If you do pick them up, you will need to discard two cards from your hand. This is done by
placing your discarded cards face down in front of you. Then you’ll have two options you can either pick a partner or go it alone. To make the rest of the gameplay easier to understand, we have separated this into two sections.
If you decide to pick a partner, you must name an Ace card that matches the suit of a non-trump card you have. Let’s say you have the 8 of spades and the 10 of hearts. You can then ask for either the Ace of spades or Ace of hearts.
The player with the Ace you ask for then becomes your partner. However, the partner doesn’t reveal themselves to anyone. Once a partner has been picked, it is effectively the picker and their partner in one group against the other three players.
The other three players make up the second group. Once the picker has chosen their partner, they bury two cards. These cards are removed from their hand and placed in front of them. They will add to the picker’s overall score later on.
The game then starts with players placing one of their cards in the center. Players must play a trump card if possible. The player who plays the highest value card wins the trick and collects the cards. They then begin the next trick, and the game continues. Before we look at the scoring, let’s look at what happens if you go it alone.

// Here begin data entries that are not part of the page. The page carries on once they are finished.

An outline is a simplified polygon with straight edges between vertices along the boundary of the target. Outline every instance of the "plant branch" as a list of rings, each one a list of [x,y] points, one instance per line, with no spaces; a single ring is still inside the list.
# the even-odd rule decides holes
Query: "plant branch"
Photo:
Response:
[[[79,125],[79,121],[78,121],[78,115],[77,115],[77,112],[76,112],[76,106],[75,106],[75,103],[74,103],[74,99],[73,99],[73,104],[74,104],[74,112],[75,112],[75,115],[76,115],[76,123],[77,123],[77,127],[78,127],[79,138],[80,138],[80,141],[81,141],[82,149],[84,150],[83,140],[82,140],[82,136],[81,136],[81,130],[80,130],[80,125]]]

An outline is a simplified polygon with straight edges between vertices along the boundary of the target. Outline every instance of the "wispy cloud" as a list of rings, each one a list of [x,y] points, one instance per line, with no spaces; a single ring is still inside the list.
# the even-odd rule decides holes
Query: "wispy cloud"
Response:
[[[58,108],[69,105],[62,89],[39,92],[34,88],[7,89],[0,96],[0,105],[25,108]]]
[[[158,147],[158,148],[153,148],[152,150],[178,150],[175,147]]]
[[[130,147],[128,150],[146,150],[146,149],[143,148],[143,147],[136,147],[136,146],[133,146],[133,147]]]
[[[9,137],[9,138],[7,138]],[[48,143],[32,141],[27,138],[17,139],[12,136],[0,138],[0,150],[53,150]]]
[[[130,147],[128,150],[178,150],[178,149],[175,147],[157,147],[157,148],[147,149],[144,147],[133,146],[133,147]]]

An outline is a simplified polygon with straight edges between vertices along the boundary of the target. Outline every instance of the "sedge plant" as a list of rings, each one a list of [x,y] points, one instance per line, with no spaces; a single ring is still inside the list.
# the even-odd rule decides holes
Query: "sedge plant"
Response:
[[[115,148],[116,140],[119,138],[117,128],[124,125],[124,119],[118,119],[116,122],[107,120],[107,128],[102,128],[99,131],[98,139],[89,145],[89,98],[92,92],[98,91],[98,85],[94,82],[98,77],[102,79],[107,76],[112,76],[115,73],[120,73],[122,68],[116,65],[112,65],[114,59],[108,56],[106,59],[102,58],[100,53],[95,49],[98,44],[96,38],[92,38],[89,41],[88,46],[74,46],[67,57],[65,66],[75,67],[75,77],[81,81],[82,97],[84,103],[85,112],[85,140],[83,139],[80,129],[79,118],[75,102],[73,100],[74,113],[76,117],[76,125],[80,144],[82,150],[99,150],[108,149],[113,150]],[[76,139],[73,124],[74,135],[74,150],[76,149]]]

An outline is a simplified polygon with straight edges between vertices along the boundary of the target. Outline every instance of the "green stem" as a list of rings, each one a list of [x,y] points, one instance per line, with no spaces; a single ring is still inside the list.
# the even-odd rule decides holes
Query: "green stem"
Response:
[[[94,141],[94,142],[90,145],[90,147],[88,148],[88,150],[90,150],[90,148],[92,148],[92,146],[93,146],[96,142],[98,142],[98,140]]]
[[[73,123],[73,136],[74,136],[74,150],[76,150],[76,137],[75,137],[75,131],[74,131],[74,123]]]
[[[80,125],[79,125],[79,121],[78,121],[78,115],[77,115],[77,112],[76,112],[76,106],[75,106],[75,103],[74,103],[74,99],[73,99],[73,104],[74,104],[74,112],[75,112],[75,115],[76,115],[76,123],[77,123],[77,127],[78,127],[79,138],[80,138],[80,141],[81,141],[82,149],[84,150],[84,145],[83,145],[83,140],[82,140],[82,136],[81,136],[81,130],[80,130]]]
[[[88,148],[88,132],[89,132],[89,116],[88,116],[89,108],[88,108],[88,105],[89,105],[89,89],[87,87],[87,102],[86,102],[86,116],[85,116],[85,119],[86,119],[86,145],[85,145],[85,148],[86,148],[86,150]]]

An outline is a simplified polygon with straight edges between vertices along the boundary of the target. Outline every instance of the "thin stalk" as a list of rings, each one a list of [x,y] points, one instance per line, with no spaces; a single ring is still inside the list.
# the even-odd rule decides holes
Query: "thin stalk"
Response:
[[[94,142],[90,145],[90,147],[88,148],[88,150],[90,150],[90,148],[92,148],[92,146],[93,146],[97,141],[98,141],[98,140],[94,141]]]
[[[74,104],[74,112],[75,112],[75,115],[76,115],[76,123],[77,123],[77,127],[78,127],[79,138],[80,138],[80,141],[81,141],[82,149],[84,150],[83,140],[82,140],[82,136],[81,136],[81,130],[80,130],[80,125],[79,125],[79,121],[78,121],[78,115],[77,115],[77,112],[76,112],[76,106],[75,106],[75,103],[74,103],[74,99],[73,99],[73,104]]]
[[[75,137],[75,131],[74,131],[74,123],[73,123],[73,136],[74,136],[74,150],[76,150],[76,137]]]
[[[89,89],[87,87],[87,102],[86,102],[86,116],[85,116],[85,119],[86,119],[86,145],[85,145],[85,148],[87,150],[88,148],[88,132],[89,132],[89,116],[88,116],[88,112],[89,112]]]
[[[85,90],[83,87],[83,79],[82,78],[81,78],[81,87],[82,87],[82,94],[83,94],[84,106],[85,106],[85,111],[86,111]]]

If you think your hand is very strong, then you can announce that you’re going it alone. This means you’ll effectively be going against all the other players. The game then starts with players building tricks.
Once all the cards have been played, it’s time for tallying up the scores. The picker will also add their buried cards from earlier to their score. Scoring your cards doesn’t follow the same structure as the trick-taking structure. Use the table below to see how much each card is worth.
|9s, 8s, and 7s||0|
When it comes to tallying up the scores of each card, the suits don’t matter. By adding up all the cards with a value, there are exactly 120 points in the Sheephead deck. Remember, if the picker chooses a partner then their card scores are added together.
If their combined score is higher than the combined score of their opponents, they win. This remains the rule if the picker chooses to go it alone. Their score will need to be higher than the combined score of the other players.
Points are awarded depending on your total score. Sheepshead can be played till one player reaches an agreed-upon amount, or you can play a single-round game. To see how points are awarded, check out the table below.
The picker will win more points if they decide to go it alone. However, this is a high-risk strategy that can easily backfire.
|CardPoints||Picker Alone||Picker With Partner||Partner||Opponents|
|91 – 120||8 points||4 points||2 points||minus 2 points|
|61 – 90||4 points||2 points||1 point||minus 1 point|
|31 – 60||minus 4 points||minus 2 points||minus 1 point||1 point|
|0 – 30||minus 8 points||minus 4 points||minus 2 points||2 points|
Sheepshead – A Challenging Strategic Card Game
Sheephead isn’t the most beginner-friendly card game; it’s certainly not like 5 card draw. However, if you enjoy challenging and more strategic games, it’s well worth playing. There is a learning curve to things, but Sheepshead is a fun and enjoyable card game once you get the basics down.